Whatever it was, it is said to define NBC. If you were in the class of "children of citizens of the United States that may be born beyond Sea, or out of the limits of the United States," you are NBC. If you are not in that class, you are not NBC. That's the way definitions usually work.
People who see the Act as a definition (and I would say that is the vast majority of them who confront this) reject the notion that this part of the act created a legal fiction, and was not a definition. But if it was a definition, it would have included at least some of the people born in the US (not Indians, some reference to state citizenship, and so on).
Seeing as how the 1790 Act doesn't define the citizenship of persons born in the US, I wonder where the people who cite 1790 Act as a definition go, to find the source of citizenship of persons born in the US, before the 14th amendment existed.
Washington would not invent a new term and not define it, then send it all over the country if it was not understood.
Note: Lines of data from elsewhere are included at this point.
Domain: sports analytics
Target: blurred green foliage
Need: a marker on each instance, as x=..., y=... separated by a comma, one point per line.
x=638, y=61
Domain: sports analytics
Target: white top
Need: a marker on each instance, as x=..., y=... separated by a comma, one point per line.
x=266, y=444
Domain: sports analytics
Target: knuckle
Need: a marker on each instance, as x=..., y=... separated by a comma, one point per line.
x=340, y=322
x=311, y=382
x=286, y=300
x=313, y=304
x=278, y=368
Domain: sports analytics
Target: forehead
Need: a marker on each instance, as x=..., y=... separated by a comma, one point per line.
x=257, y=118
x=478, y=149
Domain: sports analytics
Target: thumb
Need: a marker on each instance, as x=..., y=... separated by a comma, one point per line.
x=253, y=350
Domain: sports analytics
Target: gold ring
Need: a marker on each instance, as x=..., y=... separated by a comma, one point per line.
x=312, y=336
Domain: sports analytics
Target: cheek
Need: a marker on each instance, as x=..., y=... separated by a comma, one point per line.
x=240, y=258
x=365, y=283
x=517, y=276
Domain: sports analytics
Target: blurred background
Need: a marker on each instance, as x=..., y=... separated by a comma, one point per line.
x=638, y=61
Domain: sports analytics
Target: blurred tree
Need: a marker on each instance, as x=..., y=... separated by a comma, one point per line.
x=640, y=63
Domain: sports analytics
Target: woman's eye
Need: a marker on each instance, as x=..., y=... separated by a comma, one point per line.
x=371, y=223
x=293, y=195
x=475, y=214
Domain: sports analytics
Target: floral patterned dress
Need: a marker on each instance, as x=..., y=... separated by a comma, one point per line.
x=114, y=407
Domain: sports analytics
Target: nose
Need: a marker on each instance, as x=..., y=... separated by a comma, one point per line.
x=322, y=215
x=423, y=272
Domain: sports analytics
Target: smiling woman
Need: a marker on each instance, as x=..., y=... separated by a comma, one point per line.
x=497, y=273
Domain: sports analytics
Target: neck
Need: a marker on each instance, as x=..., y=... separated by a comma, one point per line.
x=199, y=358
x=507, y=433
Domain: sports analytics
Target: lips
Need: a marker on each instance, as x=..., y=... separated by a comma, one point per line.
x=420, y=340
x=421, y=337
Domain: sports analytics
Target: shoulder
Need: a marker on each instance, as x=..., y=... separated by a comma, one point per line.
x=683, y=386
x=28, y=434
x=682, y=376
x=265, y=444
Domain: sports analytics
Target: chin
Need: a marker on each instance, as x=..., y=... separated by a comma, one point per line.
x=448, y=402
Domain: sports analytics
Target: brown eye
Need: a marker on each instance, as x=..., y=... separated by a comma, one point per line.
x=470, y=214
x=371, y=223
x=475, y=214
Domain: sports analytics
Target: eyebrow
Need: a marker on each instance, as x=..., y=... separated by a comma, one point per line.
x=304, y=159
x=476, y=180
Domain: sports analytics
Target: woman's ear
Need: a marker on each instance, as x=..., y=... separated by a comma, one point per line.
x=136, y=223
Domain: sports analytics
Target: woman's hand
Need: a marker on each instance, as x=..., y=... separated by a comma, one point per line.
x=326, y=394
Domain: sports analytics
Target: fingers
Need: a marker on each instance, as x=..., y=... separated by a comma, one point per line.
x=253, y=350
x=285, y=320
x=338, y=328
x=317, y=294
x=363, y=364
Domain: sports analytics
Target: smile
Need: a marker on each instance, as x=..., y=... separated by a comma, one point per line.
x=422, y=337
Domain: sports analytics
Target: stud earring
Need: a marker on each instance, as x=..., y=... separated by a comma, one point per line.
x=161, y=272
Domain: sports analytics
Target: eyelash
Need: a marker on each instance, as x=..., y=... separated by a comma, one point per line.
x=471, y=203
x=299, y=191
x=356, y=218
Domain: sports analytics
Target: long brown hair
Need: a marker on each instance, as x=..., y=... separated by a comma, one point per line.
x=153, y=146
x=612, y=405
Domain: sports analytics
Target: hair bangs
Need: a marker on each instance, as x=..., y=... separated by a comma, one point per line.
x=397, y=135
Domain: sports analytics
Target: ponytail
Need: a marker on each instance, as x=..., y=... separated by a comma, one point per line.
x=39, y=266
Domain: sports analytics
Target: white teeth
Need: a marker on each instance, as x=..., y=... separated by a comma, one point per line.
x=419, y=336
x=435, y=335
David Ramsay was that historian and friend of Washington, who took the time to write down a description. Born of citizens on US soil.
Vattel had it written down. It was the book in Independence hall that they used. We can't deny this truth.
If it required a naturalization act to include Cruz, then it required a naturalization act. Is it in our current law?
Everything I read keeps saying the 1790 is a dead letter. Does current law refer to a 1790 immigration act? Why are people saying the 1790 act was rescinded?